Functional evaluation and practice survey to guide purchasing of intravenous cannulae

BMC Anesthesiol. 2013 Dec 24;13(1):49. doi: 10.1186/1471-2253-13-49.

Abstract

Background: There are wide variations in the physical designs and attributes between different brands of intravenous cannulae that makes product selection and purchasing difficult. In a systematic assessment to guide purchasing, we assessed two cannulae - Cannula P and I. We proposed that the results of in-vitro performance testing of the cannulae would be associated with preference after clinical comparison.

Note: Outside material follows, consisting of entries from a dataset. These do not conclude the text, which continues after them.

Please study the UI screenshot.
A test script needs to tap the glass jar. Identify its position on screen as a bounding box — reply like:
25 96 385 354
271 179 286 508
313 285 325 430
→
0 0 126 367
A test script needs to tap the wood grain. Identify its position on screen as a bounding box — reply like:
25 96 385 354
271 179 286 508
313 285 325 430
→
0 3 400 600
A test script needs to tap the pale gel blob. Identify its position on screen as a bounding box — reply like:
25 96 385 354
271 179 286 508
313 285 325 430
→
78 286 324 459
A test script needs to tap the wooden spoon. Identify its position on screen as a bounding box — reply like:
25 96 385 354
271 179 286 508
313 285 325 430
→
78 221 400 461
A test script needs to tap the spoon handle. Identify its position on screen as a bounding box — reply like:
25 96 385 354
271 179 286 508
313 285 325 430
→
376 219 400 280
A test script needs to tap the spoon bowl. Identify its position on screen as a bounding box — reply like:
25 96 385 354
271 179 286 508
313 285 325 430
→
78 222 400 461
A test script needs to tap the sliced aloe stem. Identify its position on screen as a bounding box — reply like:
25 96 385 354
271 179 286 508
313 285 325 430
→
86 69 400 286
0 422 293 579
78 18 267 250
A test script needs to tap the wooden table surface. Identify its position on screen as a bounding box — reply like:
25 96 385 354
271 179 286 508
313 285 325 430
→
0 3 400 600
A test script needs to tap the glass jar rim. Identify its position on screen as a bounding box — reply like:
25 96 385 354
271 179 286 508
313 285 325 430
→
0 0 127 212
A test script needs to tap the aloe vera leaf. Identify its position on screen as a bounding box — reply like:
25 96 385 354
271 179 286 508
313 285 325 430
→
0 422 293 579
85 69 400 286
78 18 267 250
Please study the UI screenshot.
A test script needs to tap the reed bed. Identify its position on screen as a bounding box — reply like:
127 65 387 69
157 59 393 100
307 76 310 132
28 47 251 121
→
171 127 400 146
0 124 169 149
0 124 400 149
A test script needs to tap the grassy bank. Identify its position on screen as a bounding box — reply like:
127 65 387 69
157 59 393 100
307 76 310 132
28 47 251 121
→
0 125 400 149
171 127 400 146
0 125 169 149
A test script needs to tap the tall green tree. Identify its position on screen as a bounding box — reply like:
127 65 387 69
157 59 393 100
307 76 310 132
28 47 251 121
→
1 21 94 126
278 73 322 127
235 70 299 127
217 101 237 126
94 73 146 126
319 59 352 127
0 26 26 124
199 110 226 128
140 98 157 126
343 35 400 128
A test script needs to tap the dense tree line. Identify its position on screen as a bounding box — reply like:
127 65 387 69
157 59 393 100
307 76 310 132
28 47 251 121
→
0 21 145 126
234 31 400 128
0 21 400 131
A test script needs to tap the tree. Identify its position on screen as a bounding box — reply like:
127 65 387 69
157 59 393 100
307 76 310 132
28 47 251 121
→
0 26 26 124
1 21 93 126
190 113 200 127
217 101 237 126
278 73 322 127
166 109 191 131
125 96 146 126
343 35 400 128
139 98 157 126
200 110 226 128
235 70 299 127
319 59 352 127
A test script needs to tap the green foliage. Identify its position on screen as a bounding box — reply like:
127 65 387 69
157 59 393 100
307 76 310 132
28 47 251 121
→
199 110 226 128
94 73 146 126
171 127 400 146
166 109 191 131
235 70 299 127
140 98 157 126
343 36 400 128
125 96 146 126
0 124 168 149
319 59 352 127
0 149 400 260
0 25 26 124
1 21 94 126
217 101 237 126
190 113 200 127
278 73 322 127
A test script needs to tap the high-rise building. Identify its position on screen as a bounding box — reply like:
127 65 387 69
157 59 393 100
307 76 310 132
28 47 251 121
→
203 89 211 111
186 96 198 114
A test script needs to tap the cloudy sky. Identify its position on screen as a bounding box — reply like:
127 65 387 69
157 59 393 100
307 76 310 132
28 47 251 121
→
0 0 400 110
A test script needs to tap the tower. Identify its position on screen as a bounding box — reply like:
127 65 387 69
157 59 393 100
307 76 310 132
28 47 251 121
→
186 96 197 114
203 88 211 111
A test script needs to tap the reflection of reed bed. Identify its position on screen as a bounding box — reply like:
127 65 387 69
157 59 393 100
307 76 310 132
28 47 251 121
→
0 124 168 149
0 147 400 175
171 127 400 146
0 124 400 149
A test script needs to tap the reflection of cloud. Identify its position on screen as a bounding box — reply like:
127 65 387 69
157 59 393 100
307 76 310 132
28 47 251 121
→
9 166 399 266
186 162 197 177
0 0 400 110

Methods: We designed an observer-blinded randomised head-to-head trial between the 18, 20 and 22 gauge versions of Cannula P and I. Our primary end-point was pressure (mmHg) generated during various flow rates and our secondary end-point was the force (Newton) required to slide the catheter away from the needle. This was followed by a prospective electronic survey following a two-week clinical trial period.

Results: The mean difference in resistance between Cannula P and I was: 307 mmHg.L-1.hr-1 (95% CI: 289-325, p < 0.001) for 22G; 135 mmHg.L-1.hr-1 (95% CI: 125-144, p < 0.001) for 20G; and 27 mmHg.L-1.hr-1 (95% CI: 26-28, p < 0.001) for 18G. The mean difference in the force needed to displace the catheter away from its needle was: 1.41 N (95% CI: 1.09-1.73, p < 0.001) for 22G; 0.19 N (95% CI: -0.04-0.41, p = 0.12) for 20G; and 1.96 N (95% CI: 1.40-2.52, p < 0.001) for 18G. After a trial period, all 16 anaesthetist who had used both cannulae preferred Cannula I to P.

Conclusions: The evaluation process described here could help hospitals improve efficient product selection and purchasing decisions for intravenous cannulae.